Configuration tips for large (200TB) SME cloud backup

ts678 · July 18, 2023, 2:45pm

I think you might hold the record for large, but Google allows numeric range search so you can try
"duplicati" "1..999 tb" which unfortunately misses when it’s all run together, such as 200TB.

The rough rule of thumb for Duplicati scaling is to stay below 1 million blocks, else SQL gets slow. Sometimes raising the blocksize from the rather small default of 100 KB (good for 100 GB) solves,
however if there are lots of files, the tiny blocks (about a hundred bytes) of file metadata ruins this.

Although available volunteers and their equipment are too scarce to focus on performance testing, recently I tried a test with a larger backup than my usual rather selective one, and hit this issue by forgetting that I set up a 10 million file folder with 0 byte files, so that’s an extreme small-file setup.

Basically (as near as I can tell) it bogged down in the database despite a very generous blocksize. Observations were made at both the drive level (backup to an external drive) and on file accesses.

Recently one trick was added, which is to increase the database cache which I haven’t tried yet… Duplicati was running as a Windows service, and it’s harder to play with the environment variable. Possible after we gain confidence in that new option, it will become available as a Duplicati option.

My motivation for this test was that I used Macrium Reflect Free for occasional PC image backup, however it’s going away, so I was looking for replacement, then wondered if any file backup could perform as fast. Answer at least for Duplicati is that it can’t – but I’m happy enough with an image, provided I can restore specific files. Basically that plus frequent selective file backup works for me.

You’ve got both problems – lots of data and lots of files, so I think you should be looking elsewhere.
Maximum usable size of the repository?

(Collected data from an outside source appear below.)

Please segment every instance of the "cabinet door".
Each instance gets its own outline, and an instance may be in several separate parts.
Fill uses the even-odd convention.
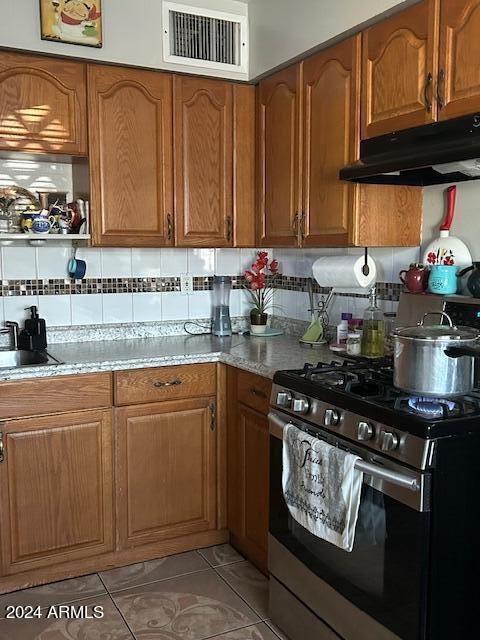
[[[233,542],[260,569],[267,568],[269,427],[265,415],[237,405],[229,427],[229,529]]]
[[[111,411],[4,423],[6,574],[113,550]]]
[[[94,244],[171,245],[172,77],[91,65],[88,90]]]
[[[121,548],[216,527],[215,400],[116,411]]]
[[[258,88],[258,214],[263,246],[299,244],[301,78],[294,65]]]
[[[480,0],[442,0],[439,119],[480,109]]]
[[[174,101],[176,243],[232,246],[232,84],[176,76]]]
[[[0,149],[85,155],[85,65],[2,51]]]
[[[438,0],[424,0],[363,33],[362,138],[435,120],[437,51]]]
[[[359,140],[360,36],[304,64],[304,244],[348,244],[355,185],[338,172],[356,159]]]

Petabyte scale possible? is a Kopia thread on large cases.

My personal opinion is that scaling well to petabyte or even 200 TB will not be possible for Duplicati, however reliable backups (an issue for any solution) at smaller sizes is still a worthwhile target goal.

Kopia is a somewhat newer entrant. You’ll see the thread mention restic, which I think is older, but it reportedly didn’t scale-to-huge well either. Finding a mature free solution may be hard. Good luck…

If this is a bet-the-business situation, choose carefully and consider having several backups available.

so you probably want something that deduplicates well for the additional data. Many solutions do that.

There is certainly less expensive storage even from major vendors, but there is usually a catch such as minimum file retention period. Some may require cold storage which can be a pain if you want restores. Simply pointing this out because this might get costly, and might go well with backup software selection.

If you go image based (I guess this was also referred to as “block based”), then the question is how well deduplication happens if you need frequent backups too. Some people have tried combining base plus frequent backups done different ways. You can find them here asking for backups of recent file changes.

That’s about all I can suggest for generalities, but there are forums where large backups get discussed.